Adib yang terkejut, segera menoleh dengan alis bertaut, "Kenapa, Ma?"

"Harusnya Mama loh yang tanya gitu," ucapnya, "kamu kenapa? Tumben diem?"

Tatapan Adib beralih pada sang ayah, lantas kembali menunduk dan hanya memberikan gelengan lirih pada keduanya.

"Nggak mau cerita nih sama Mama?" gelengan kembali ia dapatkan, dan saat itu pula Riana tak mendesak putranya lagi. Ia lebih memilih membiarkan dan menunggu putranya sendiri yang akan bercerita, karena ia pun tahu sedari dulu Adib tak akan bisa memedam masalahnya sendiri.

Selepas Adib menyudahi sarapannya, ia pamit pada kedua orang tuanya untuk berangkat lebih dulu. Menyalakan sepeda motornya, lantas melaju menjauhi area rumah.

Sedari tadi malam yang Adib pikirkan adalah perbincangan ayahnya dengan ayah Galang. Fakta bahwa ayah Galang menyalahkan semua masalah itu pada dirinya sendiri, membuat ia bertanya-tanya dalam benak. Kesalahan apa yang telah diperbuat pria arogan itu sampai sahabatnya yang harus menjadi korban? Lalu ibunya… Benarkah jika meninggalnya tante Andrina karena masalah suaminya sendiri? Tapi mamanya bilang jika beliau meninggal karena kecelakaan kerja.

Lamunannya buyar begitu saja kala teman sebangkunya menepuk keras pundaknya.

"Kenapa?"

"Goblok, dipanggil noh!" dengan cepat Adib menoleh ke arah seseorang yang ditunjuk temannya.

"Adib Nurrodin, perlu saya antar kamu ke THT?!"

"Enggak, Bu, makasih."

Guru di depan semakin membulatkan matanya, kesal, "Kamu itu bukannya minta maaf, malah jawab lagi!"

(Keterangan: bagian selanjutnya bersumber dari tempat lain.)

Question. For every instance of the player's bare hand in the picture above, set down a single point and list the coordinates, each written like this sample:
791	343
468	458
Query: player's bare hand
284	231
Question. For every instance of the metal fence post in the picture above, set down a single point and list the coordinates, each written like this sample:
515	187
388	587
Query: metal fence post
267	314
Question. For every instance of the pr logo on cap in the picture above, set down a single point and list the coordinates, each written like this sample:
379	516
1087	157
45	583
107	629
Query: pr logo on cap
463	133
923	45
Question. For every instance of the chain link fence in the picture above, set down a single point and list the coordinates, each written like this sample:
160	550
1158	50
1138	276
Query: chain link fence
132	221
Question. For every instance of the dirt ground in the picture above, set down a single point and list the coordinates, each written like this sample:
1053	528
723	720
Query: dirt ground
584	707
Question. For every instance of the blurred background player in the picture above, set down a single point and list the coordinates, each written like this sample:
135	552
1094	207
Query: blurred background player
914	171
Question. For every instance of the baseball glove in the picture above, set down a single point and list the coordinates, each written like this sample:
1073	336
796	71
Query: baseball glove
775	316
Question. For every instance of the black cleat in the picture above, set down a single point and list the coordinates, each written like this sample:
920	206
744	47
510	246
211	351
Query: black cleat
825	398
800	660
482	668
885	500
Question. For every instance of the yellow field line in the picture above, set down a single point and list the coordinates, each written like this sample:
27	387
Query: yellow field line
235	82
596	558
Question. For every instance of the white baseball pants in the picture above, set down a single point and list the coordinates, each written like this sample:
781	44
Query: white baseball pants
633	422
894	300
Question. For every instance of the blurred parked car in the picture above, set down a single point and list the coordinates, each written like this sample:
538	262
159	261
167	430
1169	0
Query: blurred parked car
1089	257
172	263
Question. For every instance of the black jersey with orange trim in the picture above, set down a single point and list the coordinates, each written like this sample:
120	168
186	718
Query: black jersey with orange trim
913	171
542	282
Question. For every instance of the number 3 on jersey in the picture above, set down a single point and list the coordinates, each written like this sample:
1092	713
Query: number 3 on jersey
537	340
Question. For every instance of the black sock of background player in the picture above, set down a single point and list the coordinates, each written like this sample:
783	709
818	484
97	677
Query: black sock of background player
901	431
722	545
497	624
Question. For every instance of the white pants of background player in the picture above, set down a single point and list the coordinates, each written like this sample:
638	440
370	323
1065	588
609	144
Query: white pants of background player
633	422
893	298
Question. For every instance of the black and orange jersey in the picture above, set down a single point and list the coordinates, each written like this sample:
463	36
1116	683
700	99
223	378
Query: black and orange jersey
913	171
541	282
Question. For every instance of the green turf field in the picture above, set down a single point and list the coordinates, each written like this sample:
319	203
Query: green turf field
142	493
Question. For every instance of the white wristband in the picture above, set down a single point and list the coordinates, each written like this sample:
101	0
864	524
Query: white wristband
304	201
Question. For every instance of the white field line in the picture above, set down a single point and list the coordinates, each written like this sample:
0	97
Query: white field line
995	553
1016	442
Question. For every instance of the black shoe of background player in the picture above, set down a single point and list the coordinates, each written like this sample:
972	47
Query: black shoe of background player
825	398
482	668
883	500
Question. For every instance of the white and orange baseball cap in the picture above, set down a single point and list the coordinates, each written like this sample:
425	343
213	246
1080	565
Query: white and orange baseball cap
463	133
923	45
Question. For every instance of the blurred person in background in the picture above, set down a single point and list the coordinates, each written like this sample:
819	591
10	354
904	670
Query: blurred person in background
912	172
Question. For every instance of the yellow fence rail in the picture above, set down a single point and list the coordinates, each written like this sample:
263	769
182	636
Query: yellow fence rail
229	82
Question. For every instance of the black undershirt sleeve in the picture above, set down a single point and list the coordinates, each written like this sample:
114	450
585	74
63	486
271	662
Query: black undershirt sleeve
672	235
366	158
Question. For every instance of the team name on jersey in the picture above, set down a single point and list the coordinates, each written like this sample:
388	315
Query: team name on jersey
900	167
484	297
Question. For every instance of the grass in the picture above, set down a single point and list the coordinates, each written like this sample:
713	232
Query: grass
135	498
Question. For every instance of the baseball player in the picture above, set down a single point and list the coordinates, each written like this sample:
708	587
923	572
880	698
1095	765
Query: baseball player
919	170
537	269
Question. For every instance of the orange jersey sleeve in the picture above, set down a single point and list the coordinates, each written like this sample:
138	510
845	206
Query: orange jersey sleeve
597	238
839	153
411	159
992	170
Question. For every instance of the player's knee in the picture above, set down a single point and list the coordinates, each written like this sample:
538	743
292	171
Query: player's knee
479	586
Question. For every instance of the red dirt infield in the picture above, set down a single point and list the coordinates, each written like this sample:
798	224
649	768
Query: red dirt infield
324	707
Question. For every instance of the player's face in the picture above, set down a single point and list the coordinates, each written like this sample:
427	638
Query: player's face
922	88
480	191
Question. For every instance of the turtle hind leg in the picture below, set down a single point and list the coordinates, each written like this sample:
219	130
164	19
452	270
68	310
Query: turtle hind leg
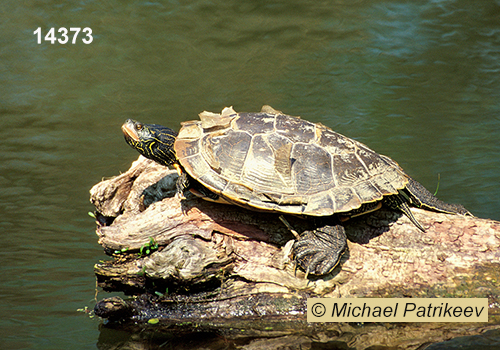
318	251
421	197
400	202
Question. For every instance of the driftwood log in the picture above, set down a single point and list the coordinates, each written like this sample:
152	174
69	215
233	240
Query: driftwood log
192	264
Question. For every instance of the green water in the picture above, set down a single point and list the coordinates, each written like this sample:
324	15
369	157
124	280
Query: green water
418	81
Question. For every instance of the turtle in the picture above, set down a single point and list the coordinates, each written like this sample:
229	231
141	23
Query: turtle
270	161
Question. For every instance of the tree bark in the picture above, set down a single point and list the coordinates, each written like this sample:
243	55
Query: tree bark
203	262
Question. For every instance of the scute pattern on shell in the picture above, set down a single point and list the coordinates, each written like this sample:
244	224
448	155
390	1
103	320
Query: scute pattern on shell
272	161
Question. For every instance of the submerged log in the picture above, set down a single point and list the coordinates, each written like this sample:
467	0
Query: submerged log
202	262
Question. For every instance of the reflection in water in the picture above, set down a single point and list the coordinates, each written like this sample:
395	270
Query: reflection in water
416	81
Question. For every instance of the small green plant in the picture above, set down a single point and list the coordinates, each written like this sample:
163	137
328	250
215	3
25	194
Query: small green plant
121	251
148	248
437	188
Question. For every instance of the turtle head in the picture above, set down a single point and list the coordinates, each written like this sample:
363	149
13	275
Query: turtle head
153	141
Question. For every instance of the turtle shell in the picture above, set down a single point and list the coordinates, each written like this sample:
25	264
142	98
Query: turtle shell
275	162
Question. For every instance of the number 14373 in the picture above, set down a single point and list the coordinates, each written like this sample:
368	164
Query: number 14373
63	36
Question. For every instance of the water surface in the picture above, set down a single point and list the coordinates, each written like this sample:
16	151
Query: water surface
417	81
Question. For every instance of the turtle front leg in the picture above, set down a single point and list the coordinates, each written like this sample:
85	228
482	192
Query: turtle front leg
183	183
319	251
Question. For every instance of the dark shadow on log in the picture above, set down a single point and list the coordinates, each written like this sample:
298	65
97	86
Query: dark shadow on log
220	268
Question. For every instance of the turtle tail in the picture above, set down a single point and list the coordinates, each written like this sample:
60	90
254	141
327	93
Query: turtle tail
421	197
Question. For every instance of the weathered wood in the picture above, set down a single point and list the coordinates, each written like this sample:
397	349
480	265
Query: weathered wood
223	261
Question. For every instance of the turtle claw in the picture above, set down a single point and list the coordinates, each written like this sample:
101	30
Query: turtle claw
319	251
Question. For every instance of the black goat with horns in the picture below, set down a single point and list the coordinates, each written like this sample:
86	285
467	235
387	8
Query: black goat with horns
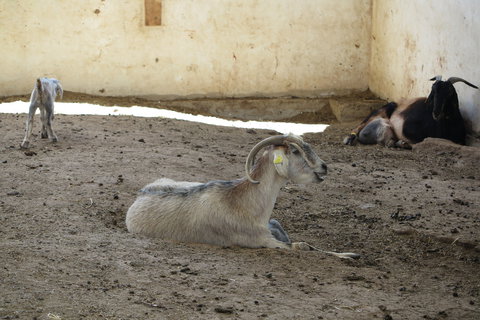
412	121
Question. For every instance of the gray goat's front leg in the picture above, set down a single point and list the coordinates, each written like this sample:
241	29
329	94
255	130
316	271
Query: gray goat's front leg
47	119
29	127
277	231
43	133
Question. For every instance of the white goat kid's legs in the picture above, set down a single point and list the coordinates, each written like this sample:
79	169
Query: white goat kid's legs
29	127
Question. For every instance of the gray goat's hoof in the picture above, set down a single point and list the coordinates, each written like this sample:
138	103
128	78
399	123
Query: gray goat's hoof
25	145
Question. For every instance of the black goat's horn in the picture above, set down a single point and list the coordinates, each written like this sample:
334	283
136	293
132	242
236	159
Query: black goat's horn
452	80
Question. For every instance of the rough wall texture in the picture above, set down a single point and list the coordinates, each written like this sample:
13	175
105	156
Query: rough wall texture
413	41
202	47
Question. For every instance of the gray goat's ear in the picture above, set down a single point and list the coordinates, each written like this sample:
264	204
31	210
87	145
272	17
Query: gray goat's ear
280	161
59	90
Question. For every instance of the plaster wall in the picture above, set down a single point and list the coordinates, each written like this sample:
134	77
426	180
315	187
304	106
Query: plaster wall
413	41
212	48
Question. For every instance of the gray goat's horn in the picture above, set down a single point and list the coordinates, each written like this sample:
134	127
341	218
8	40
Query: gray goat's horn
452	80
262	144
275	140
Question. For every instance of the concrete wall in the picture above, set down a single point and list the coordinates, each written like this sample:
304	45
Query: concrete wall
203	47
413	41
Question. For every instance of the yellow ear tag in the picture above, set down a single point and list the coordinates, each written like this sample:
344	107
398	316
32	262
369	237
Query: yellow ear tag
278	159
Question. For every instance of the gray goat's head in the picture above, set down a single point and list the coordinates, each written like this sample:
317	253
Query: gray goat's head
444	97
293	159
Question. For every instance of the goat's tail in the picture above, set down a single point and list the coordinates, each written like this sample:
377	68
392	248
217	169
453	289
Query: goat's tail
39	84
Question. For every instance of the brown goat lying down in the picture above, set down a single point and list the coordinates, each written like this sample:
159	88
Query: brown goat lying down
412	121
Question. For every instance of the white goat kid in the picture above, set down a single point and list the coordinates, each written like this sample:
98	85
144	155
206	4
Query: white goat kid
230	213
43	97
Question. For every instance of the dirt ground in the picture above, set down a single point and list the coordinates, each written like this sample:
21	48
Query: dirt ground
413	215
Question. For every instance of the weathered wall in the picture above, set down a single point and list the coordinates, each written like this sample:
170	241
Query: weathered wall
204	47
413	41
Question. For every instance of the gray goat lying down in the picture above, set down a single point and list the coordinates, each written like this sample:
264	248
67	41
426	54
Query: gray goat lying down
43	97
230	213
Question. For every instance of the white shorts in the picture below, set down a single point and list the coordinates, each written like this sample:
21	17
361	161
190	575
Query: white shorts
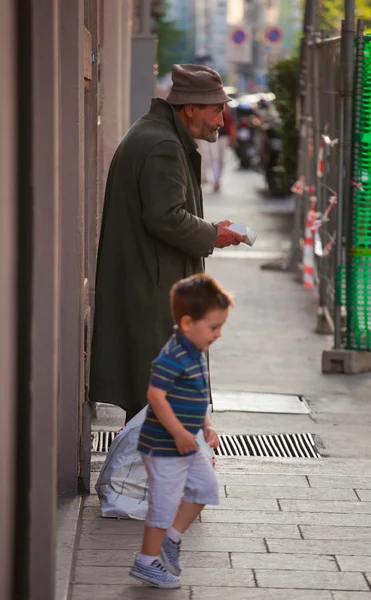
172	479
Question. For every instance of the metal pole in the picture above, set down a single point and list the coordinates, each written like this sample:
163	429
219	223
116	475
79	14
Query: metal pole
348	68
340	204
293	258
345	149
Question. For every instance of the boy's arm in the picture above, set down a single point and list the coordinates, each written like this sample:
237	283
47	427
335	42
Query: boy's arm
184	440
210	434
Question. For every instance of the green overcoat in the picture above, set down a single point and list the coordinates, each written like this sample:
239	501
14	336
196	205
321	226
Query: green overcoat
153	234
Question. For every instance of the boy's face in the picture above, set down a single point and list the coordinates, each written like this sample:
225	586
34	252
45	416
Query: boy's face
204	332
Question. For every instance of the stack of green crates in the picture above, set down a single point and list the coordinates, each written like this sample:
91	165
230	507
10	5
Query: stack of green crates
358	272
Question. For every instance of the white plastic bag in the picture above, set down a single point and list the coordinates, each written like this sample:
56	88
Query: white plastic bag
122	483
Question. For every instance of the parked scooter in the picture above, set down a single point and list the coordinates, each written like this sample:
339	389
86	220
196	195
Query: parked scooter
245	129
268	147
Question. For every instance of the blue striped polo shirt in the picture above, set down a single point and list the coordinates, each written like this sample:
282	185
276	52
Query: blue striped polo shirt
180	370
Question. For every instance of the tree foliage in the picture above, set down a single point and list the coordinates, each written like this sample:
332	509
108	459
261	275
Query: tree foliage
331	13
283	82
171	42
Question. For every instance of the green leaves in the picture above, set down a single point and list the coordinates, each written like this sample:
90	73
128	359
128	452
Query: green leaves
171	42
283	82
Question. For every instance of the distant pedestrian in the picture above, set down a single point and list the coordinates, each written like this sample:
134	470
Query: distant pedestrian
181	479
217	151
153	233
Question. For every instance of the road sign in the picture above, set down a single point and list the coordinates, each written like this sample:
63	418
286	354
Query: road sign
274	35
239	36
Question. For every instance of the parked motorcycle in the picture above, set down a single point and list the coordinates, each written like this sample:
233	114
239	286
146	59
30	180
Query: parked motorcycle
245	129
269	145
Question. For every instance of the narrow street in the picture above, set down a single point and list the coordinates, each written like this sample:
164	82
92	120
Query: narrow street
287	528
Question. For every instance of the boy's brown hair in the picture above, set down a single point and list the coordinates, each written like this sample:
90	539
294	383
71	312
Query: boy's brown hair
196	296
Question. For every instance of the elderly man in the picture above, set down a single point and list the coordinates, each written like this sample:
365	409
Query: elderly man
153	233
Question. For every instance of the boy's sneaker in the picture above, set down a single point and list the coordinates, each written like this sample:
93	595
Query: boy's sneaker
170	553
155	574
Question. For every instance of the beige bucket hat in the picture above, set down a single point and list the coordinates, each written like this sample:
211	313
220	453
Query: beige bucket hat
196	84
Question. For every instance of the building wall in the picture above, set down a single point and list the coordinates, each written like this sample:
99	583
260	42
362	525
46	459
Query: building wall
51	152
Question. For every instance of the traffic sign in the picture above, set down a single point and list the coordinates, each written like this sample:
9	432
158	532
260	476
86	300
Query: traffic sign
239	36
274	35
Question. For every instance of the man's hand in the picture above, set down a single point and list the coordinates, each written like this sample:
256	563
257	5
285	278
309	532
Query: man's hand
185	442
211	437
226	237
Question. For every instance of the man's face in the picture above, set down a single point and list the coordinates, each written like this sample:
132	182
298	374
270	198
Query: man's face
204	123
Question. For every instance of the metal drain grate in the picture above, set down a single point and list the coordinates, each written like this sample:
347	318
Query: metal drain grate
101	440
283	445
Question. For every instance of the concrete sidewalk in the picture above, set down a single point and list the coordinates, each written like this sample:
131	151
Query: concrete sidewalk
283	531
286	529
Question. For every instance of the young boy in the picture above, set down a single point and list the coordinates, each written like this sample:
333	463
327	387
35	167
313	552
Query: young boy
181	479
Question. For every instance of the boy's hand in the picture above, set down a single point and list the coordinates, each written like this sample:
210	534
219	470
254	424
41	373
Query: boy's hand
185	442
211	437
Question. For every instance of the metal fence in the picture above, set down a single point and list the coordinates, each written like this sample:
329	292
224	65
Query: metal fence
318	181
332	219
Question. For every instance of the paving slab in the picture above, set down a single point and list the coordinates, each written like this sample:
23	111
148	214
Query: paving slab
219	593
244	478
320	580
292	466
245	530
223	544
125	558
334	482
114	542
364	495
336	533
286	518
269	504
193	576
127	592
206	543
218	578
325	507
351	595
297	493
321	546
290	562
359	563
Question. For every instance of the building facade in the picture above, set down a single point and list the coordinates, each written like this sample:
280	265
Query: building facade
65	105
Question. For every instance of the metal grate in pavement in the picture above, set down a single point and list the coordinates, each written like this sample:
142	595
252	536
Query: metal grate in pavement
283	445
101	440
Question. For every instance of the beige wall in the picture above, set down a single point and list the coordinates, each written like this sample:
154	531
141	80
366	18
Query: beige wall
7	290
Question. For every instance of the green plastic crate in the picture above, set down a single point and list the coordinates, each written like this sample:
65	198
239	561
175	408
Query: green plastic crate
358	272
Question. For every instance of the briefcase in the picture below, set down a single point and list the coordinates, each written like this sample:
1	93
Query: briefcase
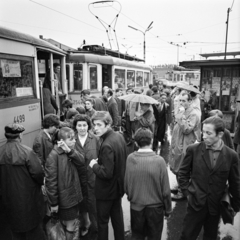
226	209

"Eh, iya ya ampun, maaf, Bu!" teriaknya meminta maaf.

Guru tersebut hanya menghela napas, lantas kembali melirik daftar absen dihadapannya tanpa menjawab permintaan maaf dari murid nakalnya.

"Baru masuk aja udah dibikin kesel gini." gerutu guru tersebut, lantas melanjutkan kegiatannya mengabsen siswa di kelas.

Adib sendiri menggaruk kepalanya yang tak gatal. Ia bingung, sejak kapan gurunya masuk? Sejak kapan pula bel berbunyi?

***

Bel tanda tibanya istirahat pertama telah berkumandang, seluruh siswa berhamburan menuju kantin sekolah. Tak jarang pula yang memilih menetap di dalam kelas, karena ini pun masih terlalu pagi untuk mengisi perut. Dan Adib akan mengambil opsi pertama untuk hari ini, karena biasanya pun ia akan mendinginkan otaknya dengan air dingin di kantin. Namun sebelum itu, ia terlebih dahulu menuju kelas Galang untuk mengajaknya ke kantin bersama. Temannya yang satu itu tidak akan pergi jika tak ia seret.

Adib terheran kala sampai di kelas 11-1. Ia sama sekali tak menemukan Galang di sana. Menuju deretan bangku nomor dua dari depan, ia bertanya pada teman kelasnya terdahulu.